Госпожа Доре вжалась в занавеску: дальше отступать было некуда.
– Но… но… но…
– Вы питаетесь хорошо, очень хорошо, ненормально хорошо. Мясо в изобилии, очевидно, плоды браконьерства, и… – он вытащил из волос хвост креветки, – контрабандные морепродукты, запрещенные королевским указом из-за опасности заражения, опасности известной и неоспоримой.
Мадам Доре, белая как мел, беззвучно шевелила губами.
– Вы арестованы. Советую вам слушаться моих распоряжений. Так что чистое белье, да поживее.
– Но, сир, моя дочь как раз поехала в лучшие лавки…
– Ваша дочь, госпожа Доре, не вернется.
Госпожа Доре в растерянности завертела головой, словно почувствовала необходимость ввинтить ее на место.
– Ваша дочь сбежала, едва завидев меня, по очень серьезной причине, о которой вы делаете вид, будто ничего не знаете.
Голова госпожи Доре вновь задвигалась, и на лице отразилось явное недоумение.
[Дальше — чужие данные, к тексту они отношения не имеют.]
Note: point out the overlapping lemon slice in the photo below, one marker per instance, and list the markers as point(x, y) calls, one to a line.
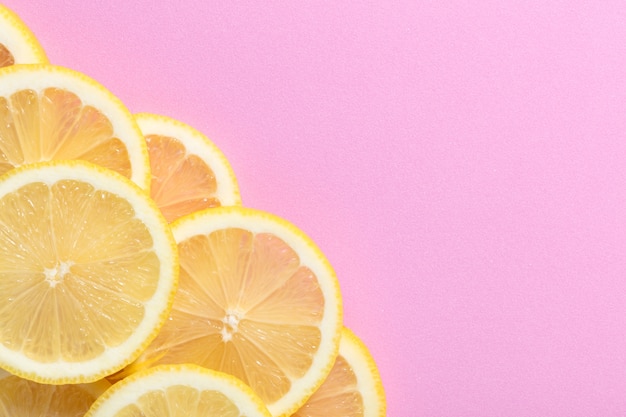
point(257, 299)
point(88, 271)
point(189, 173)
point(179, 391)
point(352, 389)
point(54, 113)
point(21, 397)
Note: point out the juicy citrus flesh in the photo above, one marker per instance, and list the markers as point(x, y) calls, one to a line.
point(21, 397)
point(179, 391)
point(189, 173)
point(54, 124)
point(353, 387)
point(256, 300)
point(53, 113)
point(18, 44)
point(87, 271)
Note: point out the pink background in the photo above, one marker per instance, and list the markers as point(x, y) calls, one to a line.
point(461, 163)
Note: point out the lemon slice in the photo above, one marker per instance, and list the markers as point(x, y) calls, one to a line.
point(21, 397)
point(52, 113)
point(88, 271)
point(18, 44)
point(257, 299)
point(179, 391)
point(189, 172)
point(352, 389)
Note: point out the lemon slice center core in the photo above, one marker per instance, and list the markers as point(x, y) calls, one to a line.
point(55, 275)
point(231, 324)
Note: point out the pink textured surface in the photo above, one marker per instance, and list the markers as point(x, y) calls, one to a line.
point(462, 165)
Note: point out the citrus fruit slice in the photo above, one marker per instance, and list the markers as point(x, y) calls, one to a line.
point(189, 172)
point(18, 44)
point(352, 389)
point(51, 112)
point(257, 299)
point(179, 391)
point(21, 397)
point(88, 271)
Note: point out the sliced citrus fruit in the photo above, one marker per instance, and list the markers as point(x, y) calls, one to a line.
point(21, 397)
point(352, 389)
point(257, 299)
point(50, 112)
point(189, 172)
point(179, 391)
point(18, 44)
point(88, 271)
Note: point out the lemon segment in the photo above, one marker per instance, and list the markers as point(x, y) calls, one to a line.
point(54, 113)
point(189, 172)
point(88, 271)
point(179, 391)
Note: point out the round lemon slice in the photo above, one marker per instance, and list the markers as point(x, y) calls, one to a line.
point(178, 391)
point(88, 271)
point(257, 299)
point(18, 44)
point(189, 172)
point(54, 113)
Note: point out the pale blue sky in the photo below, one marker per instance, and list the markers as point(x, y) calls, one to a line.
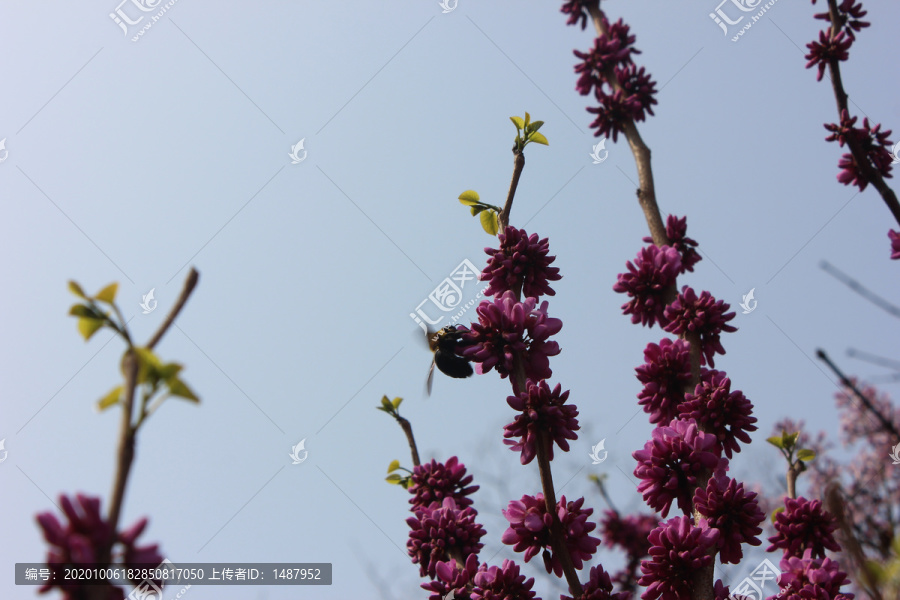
point(131, 161)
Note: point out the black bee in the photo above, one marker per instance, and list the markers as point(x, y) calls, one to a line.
point(446, 344)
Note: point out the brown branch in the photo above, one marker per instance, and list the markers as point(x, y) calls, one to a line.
point(703, 578)
point(126, 450)
point(189, 285)
point(869, 172)
point(518, 165)
point(128, 431)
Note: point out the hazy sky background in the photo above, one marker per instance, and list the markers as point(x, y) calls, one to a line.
point(131, 161)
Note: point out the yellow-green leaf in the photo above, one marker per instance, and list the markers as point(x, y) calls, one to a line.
point(76, 289)
point(88, 326)
point(806, 454)
point(469, 198)
point(489, 222)
point(538, 138)
point(149, 365)
point(180, 389)
point(82, 310)
point(112, 398)
point(169, 370)
point(108, 294)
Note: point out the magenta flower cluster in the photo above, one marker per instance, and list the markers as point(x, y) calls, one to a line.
point(804, 525)
point(732, 511)
point(632, 535)
point(521, 262)
point(676, 231)
point(440, 531)
point(868, 144)
point(530, 530)
point(809, 577)
point(625, 93)
point(540, 410)
point(647, 284)
point(84, 539)
point(678, 550)
point(666, 372)
point(432, 482)
point(508, 330)
point(726, 414)
point(673, 462)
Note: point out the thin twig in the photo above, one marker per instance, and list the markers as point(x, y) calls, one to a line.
point(518, 165)
point(835, 504)
point(189, 285)
point(868, 172)
point(857, 287)
point(885, 424)
point(407, 429)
На сей раз она, по-видимому, действительно не понимала, о чем говорит король. Она ничего не знает о Жакаре? Как такой опасный гость мог проскочить незамеченным у нее под носом? Тибо начал сомневаться в собственной теории. Конечно, они нашли туннель, который связывает северное крыло дворца и колодец усадьбы. Но есть ли у них доказательства, что Жакар им воспользовался? Нет. Они нашли два рыжих волоса и след духов. Доказывает ли это, что Виктория – его любовница? Тоже нет.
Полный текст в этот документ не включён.